We consider having lunch at the trailhead but decide to try to find somewhere further ahead perhaps with a different view. We pass a few overlooks and trailheads wondering if they’re the best place to stop for lunch. We keep going past a few. After gaining more evaluation, we decide to stop at an overlook with views of the highlands and coast. I still wonder if there’s a better place ahead. But my intuition says “yes, this one” and we're hungry. It's time for lunch so we stop. Part of going with the flow is not fighting against it. We make sandwiches and chat with a couple who just got back from Newfoundland. “Watch out for the potholes over there. They’re not kidding when there's a sign about potholes,” they advise us.
We continue on, passing many side roads and a few small towns. I wonder what's down these roads. But there's a road ahead that we've already decided to try based on looking at our maps during lunch. Sometimes there are things you just can't see from the road. It's helpful to have a map and some additional information. We pass a restaurant with a sign saying “Come In. We’re Open.” We pass another restaurant that says “Come In. We’re Awesome.” It makes me smile and I want to stop but we already had lunch and are in search of a beach.
We drive down a side road towards Meat Cove. The road becomes rough and then somewhat nonexistent. There are serious potholes and sometimes half of the road just disappears into a jumble of dirt and rocks. But it’s not a busy road so we use both sides as needed, flowing with its curvy undulating contours. As we approach the coast, we’re rewarded with stunning views of Wreck Cove and North Point rising in the distance. We drive to the end of the road which decends steeply to Meat Cove Beach. We walk along the small beach of polished stone. Waves lap at the steep shoreline while pot floats bob nearby. We sit on the beach in the cool breeze but are surprisingly warm. The rocks are hot, having soaked up the sun of the day. We sit for a while.

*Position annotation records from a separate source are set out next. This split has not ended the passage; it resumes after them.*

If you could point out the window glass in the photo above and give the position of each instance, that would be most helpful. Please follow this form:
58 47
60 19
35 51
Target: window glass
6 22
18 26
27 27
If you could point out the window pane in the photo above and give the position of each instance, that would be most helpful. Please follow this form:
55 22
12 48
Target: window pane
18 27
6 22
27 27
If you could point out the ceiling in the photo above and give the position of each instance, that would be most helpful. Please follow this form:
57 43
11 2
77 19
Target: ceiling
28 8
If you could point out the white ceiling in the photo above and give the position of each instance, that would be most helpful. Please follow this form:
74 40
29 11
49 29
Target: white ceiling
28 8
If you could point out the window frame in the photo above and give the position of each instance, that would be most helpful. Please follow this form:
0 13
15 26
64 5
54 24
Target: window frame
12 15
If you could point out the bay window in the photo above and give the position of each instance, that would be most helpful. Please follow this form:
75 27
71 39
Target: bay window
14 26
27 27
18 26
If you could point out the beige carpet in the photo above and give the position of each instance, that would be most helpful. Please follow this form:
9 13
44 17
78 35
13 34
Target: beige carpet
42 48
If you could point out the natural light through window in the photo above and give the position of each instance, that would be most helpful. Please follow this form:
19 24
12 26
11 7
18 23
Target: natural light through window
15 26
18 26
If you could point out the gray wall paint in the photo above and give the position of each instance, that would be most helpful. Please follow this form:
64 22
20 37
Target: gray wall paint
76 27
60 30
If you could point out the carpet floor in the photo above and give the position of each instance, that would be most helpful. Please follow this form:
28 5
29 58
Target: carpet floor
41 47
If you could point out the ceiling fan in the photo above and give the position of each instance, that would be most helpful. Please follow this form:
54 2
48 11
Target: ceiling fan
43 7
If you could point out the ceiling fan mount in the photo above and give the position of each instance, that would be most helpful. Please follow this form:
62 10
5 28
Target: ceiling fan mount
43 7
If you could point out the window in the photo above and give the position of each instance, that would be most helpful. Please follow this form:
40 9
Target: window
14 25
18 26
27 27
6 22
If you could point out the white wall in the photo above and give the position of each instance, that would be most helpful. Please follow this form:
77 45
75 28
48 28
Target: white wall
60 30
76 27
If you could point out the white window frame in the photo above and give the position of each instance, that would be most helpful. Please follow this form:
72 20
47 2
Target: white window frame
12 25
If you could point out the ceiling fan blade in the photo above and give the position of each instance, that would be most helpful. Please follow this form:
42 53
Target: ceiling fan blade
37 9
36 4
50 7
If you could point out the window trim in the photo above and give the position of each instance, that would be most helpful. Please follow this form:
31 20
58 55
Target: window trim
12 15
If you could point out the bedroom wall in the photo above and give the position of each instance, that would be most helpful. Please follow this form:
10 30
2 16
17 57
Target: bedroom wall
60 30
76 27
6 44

It’s getting late so we decide to find camp. We’ve seen signs for the Hideaway Campground along our drive today. The campground has an oyster bar which sounds fantastic. They have some remaining sites when we arrive. We pick a site overlooking North Point and set up camp. We walk to the oyster bar (also the camp office) and chat with the owner as she shucks two dozen oysters for us. We take the oysters back to camp to enjoy with crisp beers. This is camping.
The next morning is sunny and calm. We ask at the office if there’s a boat launch at the nearby lake. Turns out the campground has a launch just down the road. We inflate our SUPs and paddle along the waters until the wind starts to pick up. We’ve learned how to paddle in the strong wind but that doesn’t necessarily make it fun. It’s time to continue on, flowing along the road.
I appreciate the journey we took and the adventures we found along the way. I'm sure there are other adventures we would have enjoyed, but there's also enjoyment in the adventure of seeking adventure. An enjoyment in going with thr flow. And so we continue down the road, with a bit of planning and a lot of unknown to explore along the way.